The debut CD was produced by Seamus Egan, founder of the Irish super group, SOLAS and the project was released on songwriter Ellis Paul’s label and quickly attracted international attention for Antje. It was voted “#1 Folk Release of 2006” by the Boston Globe and was named to the “Top10 Releases of the Year” by National Public Radio’s, Folk Alley. Her follow up albums “the Near Demise of the Highwire Dancer” and “New Siberia” were produced by Richard Shindell and along side with Richard feature other “folk royalty” such as John Gorka, Lucy Kaplancky and Mark Erelli.
Antje has won some of the top songwriting awards including the Grand Prize in the John Lennon Songwriting Competition, the prestigious, Kerrville (TX) “Best New Folk Award” and in one of the nation’s top music markets, she won the Boston Music Award for “Outstanding Folk Act”, three of the top prizes in the singer songwriter world.
Antje has extensive touring experience, criss-crossing the US and Europe many times. She is a compelling live performer and has been invited to play some of the top festivals including The Newport Folk Festival as well as the Mountain Stage, Philadelphia and Kerrville Festivals. Internationally, she’s headlined the The Celtic Connections Festival in Scotland and the Tonder Festival in Denmark.
Sam Baker makes people happy. The characters in his songs face many challenges—alcoholism, car wrecks, racism, drug addiction, a mother’s abandonment—but they persevere. Much like Sam himself.

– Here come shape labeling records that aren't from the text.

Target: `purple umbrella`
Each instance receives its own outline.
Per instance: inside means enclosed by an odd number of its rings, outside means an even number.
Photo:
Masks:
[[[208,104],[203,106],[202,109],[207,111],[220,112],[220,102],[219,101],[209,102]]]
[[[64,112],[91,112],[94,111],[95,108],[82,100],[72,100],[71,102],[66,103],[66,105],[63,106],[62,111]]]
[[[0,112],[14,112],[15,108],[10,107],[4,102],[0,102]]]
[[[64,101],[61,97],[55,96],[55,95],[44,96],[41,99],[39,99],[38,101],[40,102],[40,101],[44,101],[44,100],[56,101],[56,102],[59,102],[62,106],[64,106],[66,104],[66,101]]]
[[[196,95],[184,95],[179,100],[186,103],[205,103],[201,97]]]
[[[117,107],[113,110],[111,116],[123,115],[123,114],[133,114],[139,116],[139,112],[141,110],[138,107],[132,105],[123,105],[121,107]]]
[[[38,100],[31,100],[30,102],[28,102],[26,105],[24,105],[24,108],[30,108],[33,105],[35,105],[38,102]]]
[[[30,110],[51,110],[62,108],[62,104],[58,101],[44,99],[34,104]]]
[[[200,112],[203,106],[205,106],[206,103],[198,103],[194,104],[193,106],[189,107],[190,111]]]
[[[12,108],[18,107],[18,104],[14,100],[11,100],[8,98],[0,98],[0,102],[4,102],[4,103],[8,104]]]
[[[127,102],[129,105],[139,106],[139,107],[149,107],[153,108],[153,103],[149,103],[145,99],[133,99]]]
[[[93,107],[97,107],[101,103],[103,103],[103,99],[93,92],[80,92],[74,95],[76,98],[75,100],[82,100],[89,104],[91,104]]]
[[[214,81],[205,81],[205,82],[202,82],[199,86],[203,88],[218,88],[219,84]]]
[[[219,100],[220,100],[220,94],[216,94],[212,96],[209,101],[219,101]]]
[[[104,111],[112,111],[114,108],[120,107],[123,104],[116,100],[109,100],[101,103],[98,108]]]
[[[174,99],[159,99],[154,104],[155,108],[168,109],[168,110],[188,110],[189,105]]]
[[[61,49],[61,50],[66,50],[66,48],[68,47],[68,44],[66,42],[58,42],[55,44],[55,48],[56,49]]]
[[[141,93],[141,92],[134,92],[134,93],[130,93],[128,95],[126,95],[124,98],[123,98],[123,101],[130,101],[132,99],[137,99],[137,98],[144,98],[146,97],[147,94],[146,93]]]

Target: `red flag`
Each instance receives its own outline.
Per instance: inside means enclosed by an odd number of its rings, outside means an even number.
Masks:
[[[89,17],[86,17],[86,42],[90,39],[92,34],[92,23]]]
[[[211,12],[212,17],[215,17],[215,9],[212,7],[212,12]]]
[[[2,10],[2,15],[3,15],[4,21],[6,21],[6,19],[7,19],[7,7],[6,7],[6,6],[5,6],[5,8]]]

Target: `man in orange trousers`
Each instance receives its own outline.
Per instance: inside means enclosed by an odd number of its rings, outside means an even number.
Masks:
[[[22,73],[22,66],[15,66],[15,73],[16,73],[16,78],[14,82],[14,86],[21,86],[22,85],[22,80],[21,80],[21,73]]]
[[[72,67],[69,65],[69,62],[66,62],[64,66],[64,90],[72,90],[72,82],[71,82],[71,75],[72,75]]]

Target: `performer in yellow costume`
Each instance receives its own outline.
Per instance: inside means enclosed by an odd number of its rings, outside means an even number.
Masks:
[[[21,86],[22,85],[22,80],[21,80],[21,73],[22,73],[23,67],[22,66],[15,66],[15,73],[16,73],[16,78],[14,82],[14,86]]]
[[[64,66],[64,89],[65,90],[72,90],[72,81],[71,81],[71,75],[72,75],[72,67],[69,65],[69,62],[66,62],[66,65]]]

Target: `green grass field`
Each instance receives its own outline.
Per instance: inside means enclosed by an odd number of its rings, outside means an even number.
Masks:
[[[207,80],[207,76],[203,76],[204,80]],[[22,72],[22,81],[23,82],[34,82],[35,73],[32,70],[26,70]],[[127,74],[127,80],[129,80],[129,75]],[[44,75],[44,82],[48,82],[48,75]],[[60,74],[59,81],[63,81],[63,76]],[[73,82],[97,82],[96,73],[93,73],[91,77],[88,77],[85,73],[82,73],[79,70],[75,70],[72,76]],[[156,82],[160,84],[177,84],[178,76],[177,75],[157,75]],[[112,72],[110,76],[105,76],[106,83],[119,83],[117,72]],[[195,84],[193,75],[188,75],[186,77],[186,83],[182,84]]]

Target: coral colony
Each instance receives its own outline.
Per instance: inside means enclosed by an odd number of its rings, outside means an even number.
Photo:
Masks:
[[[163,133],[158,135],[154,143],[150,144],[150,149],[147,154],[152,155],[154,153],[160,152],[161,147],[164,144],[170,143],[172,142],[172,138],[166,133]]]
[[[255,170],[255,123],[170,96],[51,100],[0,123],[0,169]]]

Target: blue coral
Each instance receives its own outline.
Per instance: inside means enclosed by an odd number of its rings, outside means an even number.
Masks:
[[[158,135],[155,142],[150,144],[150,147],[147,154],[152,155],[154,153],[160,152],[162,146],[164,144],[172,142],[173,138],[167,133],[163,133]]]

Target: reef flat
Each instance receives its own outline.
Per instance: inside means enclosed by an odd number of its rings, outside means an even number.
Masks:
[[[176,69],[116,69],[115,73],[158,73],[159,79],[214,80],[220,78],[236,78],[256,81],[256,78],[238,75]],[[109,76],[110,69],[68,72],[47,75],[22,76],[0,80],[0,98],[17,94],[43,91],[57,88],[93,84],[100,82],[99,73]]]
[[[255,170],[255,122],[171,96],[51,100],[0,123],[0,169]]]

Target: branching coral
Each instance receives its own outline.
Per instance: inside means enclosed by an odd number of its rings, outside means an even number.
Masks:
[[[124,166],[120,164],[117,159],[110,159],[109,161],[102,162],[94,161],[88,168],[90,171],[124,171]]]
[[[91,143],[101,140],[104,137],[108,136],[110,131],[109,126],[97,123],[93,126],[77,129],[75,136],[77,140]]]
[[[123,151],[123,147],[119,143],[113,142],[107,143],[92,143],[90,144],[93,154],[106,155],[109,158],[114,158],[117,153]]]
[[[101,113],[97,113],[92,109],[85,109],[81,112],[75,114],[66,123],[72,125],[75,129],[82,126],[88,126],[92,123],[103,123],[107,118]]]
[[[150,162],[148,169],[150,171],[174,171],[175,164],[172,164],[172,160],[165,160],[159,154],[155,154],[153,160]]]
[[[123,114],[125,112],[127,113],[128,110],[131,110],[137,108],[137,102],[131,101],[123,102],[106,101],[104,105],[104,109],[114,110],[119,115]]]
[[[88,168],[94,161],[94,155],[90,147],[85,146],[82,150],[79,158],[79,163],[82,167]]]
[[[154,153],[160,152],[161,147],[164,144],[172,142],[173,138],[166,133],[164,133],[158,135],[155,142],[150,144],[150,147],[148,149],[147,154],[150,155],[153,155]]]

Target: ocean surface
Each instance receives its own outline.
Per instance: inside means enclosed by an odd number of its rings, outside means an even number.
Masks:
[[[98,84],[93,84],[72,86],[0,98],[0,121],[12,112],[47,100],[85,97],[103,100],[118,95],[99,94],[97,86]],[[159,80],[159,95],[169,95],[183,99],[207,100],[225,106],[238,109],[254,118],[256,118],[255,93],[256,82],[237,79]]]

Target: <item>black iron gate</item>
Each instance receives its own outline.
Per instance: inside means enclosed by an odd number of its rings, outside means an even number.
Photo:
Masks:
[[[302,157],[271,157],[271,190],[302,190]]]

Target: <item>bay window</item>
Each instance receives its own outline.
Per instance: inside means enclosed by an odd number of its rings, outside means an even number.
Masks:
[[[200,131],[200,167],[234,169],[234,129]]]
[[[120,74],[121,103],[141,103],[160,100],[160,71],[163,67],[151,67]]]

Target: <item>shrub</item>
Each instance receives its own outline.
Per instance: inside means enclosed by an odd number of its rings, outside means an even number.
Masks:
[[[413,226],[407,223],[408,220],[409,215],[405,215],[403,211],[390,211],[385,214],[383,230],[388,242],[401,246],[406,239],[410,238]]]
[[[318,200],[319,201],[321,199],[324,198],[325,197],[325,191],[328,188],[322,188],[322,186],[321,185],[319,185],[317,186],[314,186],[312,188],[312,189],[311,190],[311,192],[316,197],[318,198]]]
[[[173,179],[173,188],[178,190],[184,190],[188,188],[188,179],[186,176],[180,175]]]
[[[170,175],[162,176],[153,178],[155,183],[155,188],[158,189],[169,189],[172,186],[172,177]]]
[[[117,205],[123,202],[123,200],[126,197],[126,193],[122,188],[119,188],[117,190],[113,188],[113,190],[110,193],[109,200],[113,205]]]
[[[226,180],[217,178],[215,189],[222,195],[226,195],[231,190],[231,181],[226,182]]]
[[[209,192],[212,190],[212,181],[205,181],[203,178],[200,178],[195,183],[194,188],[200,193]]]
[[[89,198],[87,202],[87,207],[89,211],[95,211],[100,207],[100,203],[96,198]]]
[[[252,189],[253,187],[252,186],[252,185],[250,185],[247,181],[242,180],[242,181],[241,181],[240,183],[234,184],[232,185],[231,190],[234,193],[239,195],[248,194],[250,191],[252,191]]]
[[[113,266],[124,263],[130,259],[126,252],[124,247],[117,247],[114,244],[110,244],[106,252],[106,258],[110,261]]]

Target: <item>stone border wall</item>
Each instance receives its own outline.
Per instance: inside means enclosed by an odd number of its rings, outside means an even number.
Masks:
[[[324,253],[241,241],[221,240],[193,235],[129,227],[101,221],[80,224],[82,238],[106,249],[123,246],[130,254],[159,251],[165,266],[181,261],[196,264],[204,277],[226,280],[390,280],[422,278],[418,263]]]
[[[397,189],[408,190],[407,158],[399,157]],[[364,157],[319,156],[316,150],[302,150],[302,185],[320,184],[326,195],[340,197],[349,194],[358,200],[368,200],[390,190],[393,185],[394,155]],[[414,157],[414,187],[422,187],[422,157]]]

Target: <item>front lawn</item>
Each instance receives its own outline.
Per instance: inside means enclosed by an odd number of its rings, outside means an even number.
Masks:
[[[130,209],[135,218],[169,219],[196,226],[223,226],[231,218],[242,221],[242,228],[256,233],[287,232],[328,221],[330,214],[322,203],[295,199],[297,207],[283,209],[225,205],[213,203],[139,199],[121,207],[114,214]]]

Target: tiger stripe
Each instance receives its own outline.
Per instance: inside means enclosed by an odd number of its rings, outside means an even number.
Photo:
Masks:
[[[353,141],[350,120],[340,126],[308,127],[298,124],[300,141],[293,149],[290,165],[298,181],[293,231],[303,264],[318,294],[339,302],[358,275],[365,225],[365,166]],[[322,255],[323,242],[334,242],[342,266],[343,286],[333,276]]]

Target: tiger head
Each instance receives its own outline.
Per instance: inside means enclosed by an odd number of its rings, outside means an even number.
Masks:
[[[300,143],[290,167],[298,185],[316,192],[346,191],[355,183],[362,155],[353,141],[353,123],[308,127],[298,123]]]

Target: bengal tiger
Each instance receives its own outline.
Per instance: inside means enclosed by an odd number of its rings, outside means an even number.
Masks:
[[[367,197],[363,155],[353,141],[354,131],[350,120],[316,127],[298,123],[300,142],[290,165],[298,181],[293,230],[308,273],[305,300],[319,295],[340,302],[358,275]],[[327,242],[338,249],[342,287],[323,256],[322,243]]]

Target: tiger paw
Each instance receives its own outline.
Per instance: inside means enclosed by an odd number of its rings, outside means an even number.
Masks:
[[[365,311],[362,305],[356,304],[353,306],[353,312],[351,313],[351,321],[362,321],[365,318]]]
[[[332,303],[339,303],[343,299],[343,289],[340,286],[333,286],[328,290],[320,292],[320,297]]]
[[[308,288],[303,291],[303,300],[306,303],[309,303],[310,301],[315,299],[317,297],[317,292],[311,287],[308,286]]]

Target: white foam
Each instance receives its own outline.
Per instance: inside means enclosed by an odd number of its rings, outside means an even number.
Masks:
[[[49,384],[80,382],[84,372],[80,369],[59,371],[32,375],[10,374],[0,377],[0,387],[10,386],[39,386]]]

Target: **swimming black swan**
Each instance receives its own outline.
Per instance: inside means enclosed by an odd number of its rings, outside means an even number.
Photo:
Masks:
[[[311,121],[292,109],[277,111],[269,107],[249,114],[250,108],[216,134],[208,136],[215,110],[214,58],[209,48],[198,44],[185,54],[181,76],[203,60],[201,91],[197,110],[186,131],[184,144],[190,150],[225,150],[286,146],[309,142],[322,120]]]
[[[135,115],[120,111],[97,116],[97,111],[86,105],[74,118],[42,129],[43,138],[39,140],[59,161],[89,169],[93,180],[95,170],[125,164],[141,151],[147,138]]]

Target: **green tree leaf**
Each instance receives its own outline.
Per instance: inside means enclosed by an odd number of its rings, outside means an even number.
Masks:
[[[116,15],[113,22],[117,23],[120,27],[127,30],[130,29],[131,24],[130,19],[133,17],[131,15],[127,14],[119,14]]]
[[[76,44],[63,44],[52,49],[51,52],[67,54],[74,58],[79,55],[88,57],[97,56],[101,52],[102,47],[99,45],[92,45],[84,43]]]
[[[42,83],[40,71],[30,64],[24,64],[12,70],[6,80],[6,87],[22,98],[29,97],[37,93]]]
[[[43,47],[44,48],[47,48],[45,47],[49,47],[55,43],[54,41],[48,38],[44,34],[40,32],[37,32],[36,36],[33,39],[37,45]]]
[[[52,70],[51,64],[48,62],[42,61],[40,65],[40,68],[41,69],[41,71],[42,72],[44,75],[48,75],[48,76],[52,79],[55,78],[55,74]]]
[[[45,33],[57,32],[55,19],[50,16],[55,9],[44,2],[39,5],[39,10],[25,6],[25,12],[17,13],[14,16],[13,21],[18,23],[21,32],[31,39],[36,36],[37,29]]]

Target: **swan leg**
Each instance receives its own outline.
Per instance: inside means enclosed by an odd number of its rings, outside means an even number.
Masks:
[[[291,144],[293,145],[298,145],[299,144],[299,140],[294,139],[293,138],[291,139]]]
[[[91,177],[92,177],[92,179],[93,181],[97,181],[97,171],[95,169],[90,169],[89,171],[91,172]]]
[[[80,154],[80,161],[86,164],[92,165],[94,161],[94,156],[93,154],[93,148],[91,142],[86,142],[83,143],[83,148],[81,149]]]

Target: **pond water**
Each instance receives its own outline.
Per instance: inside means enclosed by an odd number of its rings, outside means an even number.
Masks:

In 1986 Sam got in the middle of someone else’s war. When a terrorist bomb exploded in the his train compartment, he went from being a young, healthy, tourist enjoying Peru with friends to a broken man surrounded by death and dying. Given his injuries, he too should have died. But through a series of miracles and coincidences he survived.
There were lots of surgeries, and the requisite pain pills. His leg was saved by a successful femoral arterial graft. When the cranial bleed in his brain healed, he had to relearn nouns, and after his right eardrum was replaced, he regained some hearing. With the top of his left hand gone, it seemed that his formerly skillful hands had been transformed into blocks of wood, but eventually those hands learned how to play an upside-down guitar.
Physically, Sam was recovering, but his life was filled with pills, booze, and rage. Then came the voices and messengers that helped him see that the greatest gift is life itself. He learned about forgiveness. He needed to tell his story. Songs started to come from that upside-down guitar. Before he knew it, there were CDs, tours around the world, an interview with Terry Gross, and awards in Rolling Stone.
Sam feels compelled to tell his story—through his music, art, or any means possible—to one person at a time, or to thousands from a festival stage.